The Democratic majority on the House Financial Services Committee unveiled a draft bill Monday aimed at getting big tech firms out of financial services (via Reuters). The bill appeared concerned with Facebook’s forthcoming Libra cryptocurrency.
Keep Big Tech Out of Finance
The Bill makes no bones about who and what it is targeting. Called “Keep Big Tech Out Of Finance Act,” the Act said:
A large platform utility may not establish, maintain, or operate a digital asset that is intended to be widely used as medium of exchange, unit of account, store of value, or any other similar function, as defined by the Board of Governors of the Federal Reserve System.
The politicians targeted firms that make over $25 billion in annual revenue with the law.
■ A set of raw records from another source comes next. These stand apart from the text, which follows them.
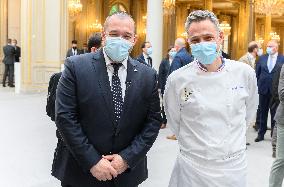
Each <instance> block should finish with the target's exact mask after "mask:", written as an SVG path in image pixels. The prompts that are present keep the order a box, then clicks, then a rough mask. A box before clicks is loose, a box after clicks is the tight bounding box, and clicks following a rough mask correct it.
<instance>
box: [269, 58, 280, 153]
mask: <svg viewBox="0 0 284 187" xmlns="http://www.w3.org/2000/svg"><path fill="white" fill-rule="evenodd" d="M279 66H280V67H279V68H277V71H276V72H275V73H274V76H273V79H272V89H271V100H270V108H273V109H275V110H277V108H278V105H279V103H280V101H279V94H278V85H279V79H280V72H281V68H282V66H283V64H279ZM271 120H273V121H274V123H275V125H274V128H273V129H272V130H271V134H272V141H271V144H272V157H273V158H275V157H276V143H277V125H276V122H275V119H273V118H271Z"/></svg>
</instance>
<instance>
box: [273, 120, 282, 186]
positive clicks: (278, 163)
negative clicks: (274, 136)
mask: <svg viewBox="0 0 284 187" xmlns="http://www.w3.org/2000/svg"><path fill="white" fill-rule="evenodd" d="M283 178H284V124H277V148H276V160H275V161H274V162H273V164H272V168H271V172H270V177H269V187H281V186H282V182H283Z"/></svg>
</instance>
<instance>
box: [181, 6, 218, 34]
mask: <svg viewBox="0 0 284 187" xmlns="http://www.w3.org/2000/svg"><path fill="white" fill-rule="evenodd" d="M204 20H209V21H211V22H212V23H213V24H214V25H215V26H216V29H217V31H218V32H221V29H220V26H219V21H218V18H217V17H216V16H215V14H214V13H213V12H210V11H208V10H196V11H193V12H191V13H190V14H189V15H188V17H187V18H186V22H185V30H186V32H187V33H188V29H189V27H190V25H191V24H192V23H194V22H201V21H204Z"/></svg>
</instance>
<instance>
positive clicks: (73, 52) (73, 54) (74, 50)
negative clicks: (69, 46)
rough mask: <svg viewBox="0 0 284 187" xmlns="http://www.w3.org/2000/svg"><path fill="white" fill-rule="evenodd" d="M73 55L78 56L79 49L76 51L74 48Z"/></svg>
mask: <svg viewBox="0 0 284 187" xmlns="http://www.w3.org/2000/svg"><path fill="white" fill-rule="evenodd" d="M72 54H73V55H74V56H75V55H77V54H78V50H77V49H76V50H74V49H73V47H72Z"/></svg>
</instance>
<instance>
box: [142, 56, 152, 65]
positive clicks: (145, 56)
mask: <svg viewBox="0 0 284 187" xmlns="http://www.w3.org/2000/svg"><path fill="white" fill-rule="evenodd" d="M143 57H144V59H145V62H146V64H148V65H149V66H151V64H150V62H149V60H148V58H150V56H149V55H146V54H145V53H143Z"/></svg>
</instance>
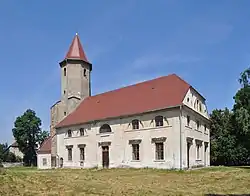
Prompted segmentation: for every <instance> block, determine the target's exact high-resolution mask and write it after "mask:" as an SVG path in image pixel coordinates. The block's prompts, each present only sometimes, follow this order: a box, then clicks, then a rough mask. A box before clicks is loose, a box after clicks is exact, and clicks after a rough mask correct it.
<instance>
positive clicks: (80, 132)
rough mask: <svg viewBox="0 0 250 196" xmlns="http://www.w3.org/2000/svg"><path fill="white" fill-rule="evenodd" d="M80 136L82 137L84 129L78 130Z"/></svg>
mask: <svg viewBox="0 0 250 196" xmlns="http://www.w3.org/2000/svg"><path fill="white" fill-rule="evenodd" d="M80 136H84V128H80Z"/></svg>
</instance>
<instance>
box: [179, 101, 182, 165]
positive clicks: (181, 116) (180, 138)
mask: <svg viewBox="0 0 250 196" xmlns="http://www.w3.org/2000/svg"><path fill="white" fill-rule="evenodd" d="M179 121H180V170H182V105H180V116H179Z"/></svg>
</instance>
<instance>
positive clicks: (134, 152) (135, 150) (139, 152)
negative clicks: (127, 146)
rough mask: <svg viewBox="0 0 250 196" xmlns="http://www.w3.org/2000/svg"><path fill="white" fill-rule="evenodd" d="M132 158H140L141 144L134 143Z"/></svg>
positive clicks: (138, 159)
mask: <svg viewBox="0 0 250 196" xmlns="http://www.w3.org/2000/svg"><path fill="white" fill-rule="evenodd" d="M132 160H140V145H139V144H132Z"/></svg>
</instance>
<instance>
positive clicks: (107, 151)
mask: <svg viewBox="0 0 250 196" xmlns="http://www.w3.org/2000/svg"><path fill="white" fill-rule="evenodd" d="M102 166H103V167H104V168H108V167H109V147H108V146H102Z"/></svg>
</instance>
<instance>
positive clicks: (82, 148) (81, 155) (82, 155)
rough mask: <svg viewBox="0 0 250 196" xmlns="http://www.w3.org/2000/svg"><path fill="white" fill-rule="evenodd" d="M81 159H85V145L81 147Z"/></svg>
mask: <svg viewBox="0 0 250 196" xmlns="http://www.w3.org/2000/svg"><path fill="white" fill-rule="evenodd" d="M80 160H81V161H84V160H85V152H84V147H81V148H80Z"/></svg>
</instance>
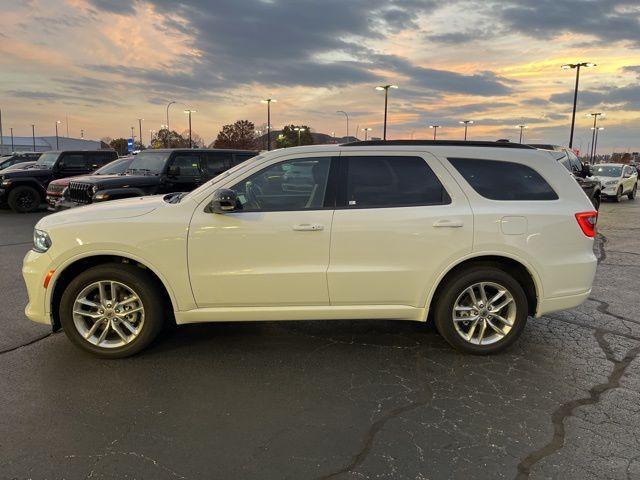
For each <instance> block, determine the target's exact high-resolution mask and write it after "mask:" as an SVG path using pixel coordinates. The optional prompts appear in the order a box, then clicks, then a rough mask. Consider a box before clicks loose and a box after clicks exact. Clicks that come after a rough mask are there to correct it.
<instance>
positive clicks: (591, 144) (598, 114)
mask: <svg viewBox="0 0 640 480" xmlns="http://www.w3.org/2000/svg"><path fill="white" fill-rule="evenodd" d="M587 117H593V128H592V129H591V130H593V133H592V134H591V164H592V165H593V155H594V150H595V149H594V148H593V147H595V143H596V132H597V130H596V128H597V126H598V117H604V113H602V112H592V113H588V114H587Z"/></svg>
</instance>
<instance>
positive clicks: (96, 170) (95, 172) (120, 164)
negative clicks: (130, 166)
mask: <svg viewBox="0 0 640 480" xmlns="http://www.w3.org/2000/svg"><path fill="white" fill-rule="evenodd" d="M132 161H133V158H121V159H120V160H114V161H113V162H111V163H107V164H106V165H105V166H104V167H102V168H99V169H98V170H96V171H95V172H94V175H117V174H119V173H122V172H124V171H125V170H126V169H127V167H128V166H129V165H131V162H132Z"/></svg>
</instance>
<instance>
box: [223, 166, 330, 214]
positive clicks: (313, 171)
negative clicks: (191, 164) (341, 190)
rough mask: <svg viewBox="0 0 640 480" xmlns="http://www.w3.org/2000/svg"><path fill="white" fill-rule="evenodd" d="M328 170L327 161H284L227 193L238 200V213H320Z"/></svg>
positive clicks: (261, 173) (236, 184)
mask: <svg viewBox="0 0 640 480" xmlns="http://www.w3.org/2000/svg"><path fill="white" fill-rule="evenodd" d="M330 166H331V158H330V157H320V158H301V159H295V160H286V161H284V162H280V163H276V164H274V165H270V166H268V167H267V168H265V169H263V170H260V171H259V172H257V173H254V174H253V175H251V176H249V177H247V178H245V179H243V180H241V181H240V182H238V183H237V184H235V185H234V186H233V187H231V189H232V190H234V191H235V192H236V195H237V196H238V204H239V205H238V209H240V210H248V211H283V210H311V209H320V208H322V207H323V205H324V196H325V192H326V190H327V182H328V179H329V167H330Z"/></svg>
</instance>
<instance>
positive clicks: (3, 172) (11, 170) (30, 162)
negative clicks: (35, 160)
mask: <svg viewBox="0 0 640 480" xmlns="http://www.w3.org/2000/svg"><path fill="white" fill-rule="evenodd" d="M35 164H36V162H21V163H16V164H14V165H11V166H10V167H7V168H5V169H3V170H0V175H2V174H3V173H6V172H9V171H13V170H26V169H27V168H29V167H31V166H33V165H35Z"/></svg>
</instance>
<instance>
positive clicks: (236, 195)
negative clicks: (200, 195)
mask: <svg viewBox="0 0 640 480" xmlns="http://www.w3.org/2000/svg"><path fill="white" fill-rule="evenodd" d="M237 203H238V196H237V195H236V192H234V191H233V190H229V189H228V188H220V189H218V190H216V191H215V192H213V198H212V199H211V203H210V204H209V209H210V210H211V211H212V212H213V213H229V212H233V211H234V210H236V205H237Z"/></svg>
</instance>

They proposed a $1 million per day fine for any firm that violates the rules.
Consequence for Apple
Clearly, this would cover Facebook. However, it is less clear if it would cover Apple, as the company moves further into financial services. Apple is moving into fintech with expansion over Apple Pay and the recent announcement of Apple Card. I do not see how, at this stage, any of those tools would qualify as a “medium of exchange, unit of account, store of value” or similar. As noted on Cult of Mac, Apple is not proposing launching a currency or anything resembling one. However, I have no doubt the company will be keeping on eye on how this develops.